What’s on your shopping list? It’s probably staple items to make your favorite meals and other snacks, household paper products, pet food, soaps, and other personal care items. We distribute all those items and more through 17,500 visits to our food programs every year.
We get food three ways
Moving 1,450,000 pounds of food and other items through our SuperShelf every year requires thoughtful coordination and managing the unexpected. Our inventory is tied directly to food banks, retailers, and donations.
According to Caleb Mingus, program manager, “We always have a variety of food in stock – dairy, bulk produce (like seasonal items and root vegetables), canned fruits and veggies, rice, beans, and bread. We’re committed to SuperShelf inventory standards.” We reliably get these items through food bank partners, Second Harvest Heartland and The Food Group at a reduced cost.
Valley Outreach to the (food) rescue
We also pick up food from local grocery stores. When grocers receive new inventory, food programs can “rescue” the food the retailer is moving out of their store. These items often include packaged produce, dairy, deli, meat, and bakery items. It helps us improve the variety of the selection available to our shoppers.
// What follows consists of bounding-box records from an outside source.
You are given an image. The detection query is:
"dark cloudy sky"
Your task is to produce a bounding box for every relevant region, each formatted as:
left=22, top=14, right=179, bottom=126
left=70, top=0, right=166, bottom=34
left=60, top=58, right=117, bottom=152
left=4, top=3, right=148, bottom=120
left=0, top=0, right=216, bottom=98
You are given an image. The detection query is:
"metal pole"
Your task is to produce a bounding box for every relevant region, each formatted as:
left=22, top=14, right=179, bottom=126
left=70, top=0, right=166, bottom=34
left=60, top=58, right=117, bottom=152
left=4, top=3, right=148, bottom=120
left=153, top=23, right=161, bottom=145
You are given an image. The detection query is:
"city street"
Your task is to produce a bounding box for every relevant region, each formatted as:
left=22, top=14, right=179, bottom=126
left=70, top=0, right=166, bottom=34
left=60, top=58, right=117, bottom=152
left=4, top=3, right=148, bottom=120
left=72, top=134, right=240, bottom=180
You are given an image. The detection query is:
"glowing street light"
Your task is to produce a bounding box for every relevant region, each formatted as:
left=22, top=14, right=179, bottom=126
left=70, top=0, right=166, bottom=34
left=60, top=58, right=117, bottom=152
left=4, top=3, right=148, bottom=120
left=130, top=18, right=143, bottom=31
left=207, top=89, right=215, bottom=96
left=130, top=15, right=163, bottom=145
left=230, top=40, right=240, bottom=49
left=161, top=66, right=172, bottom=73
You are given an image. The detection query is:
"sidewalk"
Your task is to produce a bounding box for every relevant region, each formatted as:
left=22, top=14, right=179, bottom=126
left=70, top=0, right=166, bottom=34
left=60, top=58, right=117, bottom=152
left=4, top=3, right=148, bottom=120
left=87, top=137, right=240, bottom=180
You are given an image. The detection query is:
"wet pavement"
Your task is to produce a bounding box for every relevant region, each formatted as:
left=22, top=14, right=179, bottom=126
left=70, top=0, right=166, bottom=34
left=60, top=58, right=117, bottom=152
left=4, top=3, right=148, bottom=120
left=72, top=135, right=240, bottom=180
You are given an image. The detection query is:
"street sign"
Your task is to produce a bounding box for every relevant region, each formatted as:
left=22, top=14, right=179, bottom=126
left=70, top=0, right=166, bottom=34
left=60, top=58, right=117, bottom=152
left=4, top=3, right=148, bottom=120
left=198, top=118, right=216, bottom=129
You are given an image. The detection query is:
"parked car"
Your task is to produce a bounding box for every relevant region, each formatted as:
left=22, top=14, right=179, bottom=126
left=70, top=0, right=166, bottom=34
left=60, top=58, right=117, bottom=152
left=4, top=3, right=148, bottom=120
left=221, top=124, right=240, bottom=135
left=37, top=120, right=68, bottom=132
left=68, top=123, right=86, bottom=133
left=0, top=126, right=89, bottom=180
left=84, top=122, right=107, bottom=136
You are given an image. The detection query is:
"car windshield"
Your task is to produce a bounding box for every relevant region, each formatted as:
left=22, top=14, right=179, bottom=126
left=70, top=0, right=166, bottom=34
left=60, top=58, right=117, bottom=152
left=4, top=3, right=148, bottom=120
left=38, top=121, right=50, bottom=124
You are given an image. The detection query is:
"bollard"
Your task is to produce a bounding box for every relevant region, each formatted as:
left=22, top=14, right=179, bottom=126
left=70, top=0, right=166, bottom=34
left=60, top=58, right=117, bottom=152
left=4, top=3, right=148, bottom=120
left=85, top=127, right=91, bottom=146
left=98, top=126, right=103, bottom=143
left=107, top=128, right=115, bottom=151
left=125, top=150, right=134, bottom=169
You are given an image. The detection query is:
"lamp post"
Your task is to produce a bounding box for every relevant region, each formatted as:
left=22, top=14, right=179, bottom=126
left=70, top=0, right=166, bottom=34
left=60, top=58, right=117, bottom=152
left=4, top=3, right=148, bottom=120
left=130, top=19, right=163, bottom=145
Caleb points out, “Sometimes we don’t have items and it’s not because we are out, it’s because we didn’t have them in the first place.” Due to the variability of food rescue items – many of which are seasonal – we don’t always know what we’re getting or when we’ll get it again. “We encourage people to take what they need but have guidelines for items that are more difficult to keep in stock or we may have a limited quantity. People are asked to only take up to a certain amount for those items.”
Donors help fill the gaps
Donors are an important part of our food inventory management. “Valley Outreach relies on donations from the community to help us fill in the gaps for items that are difficult to get through food banks and retail rescue – like condiments, seasonings, diapers, and personal hygiene products,” says Jaimie Johnson, food program coordinator.” Dedicated volunteers look at every single item we receive to ensure it meets food safety guidelines. Only donate items that you would give to your friends and families. “Please know, we don’t take open items or food that has long passed its expiration date due to safety reasons – we invite you to compost or toss those items.”
Keeping shelves stocked
In April, we introduced shopping by appointment. Feedback from our shoppers and volunteers has been positive – we’ve reduced wait times and improved our inventory management – both benefit our shoppers. “We can steadily refill shelves during our service hours,” says Julie Vang, program assistant. “One important thing, I want people to know, is we don’t hold any donated food back in our inventory. We try to get donations out to shoppers as soon as we can after checking them for safety.”
Thanks to the team at Valley Outreach carefully managing our SuperShelf inventory, anytime is a good time to shop here.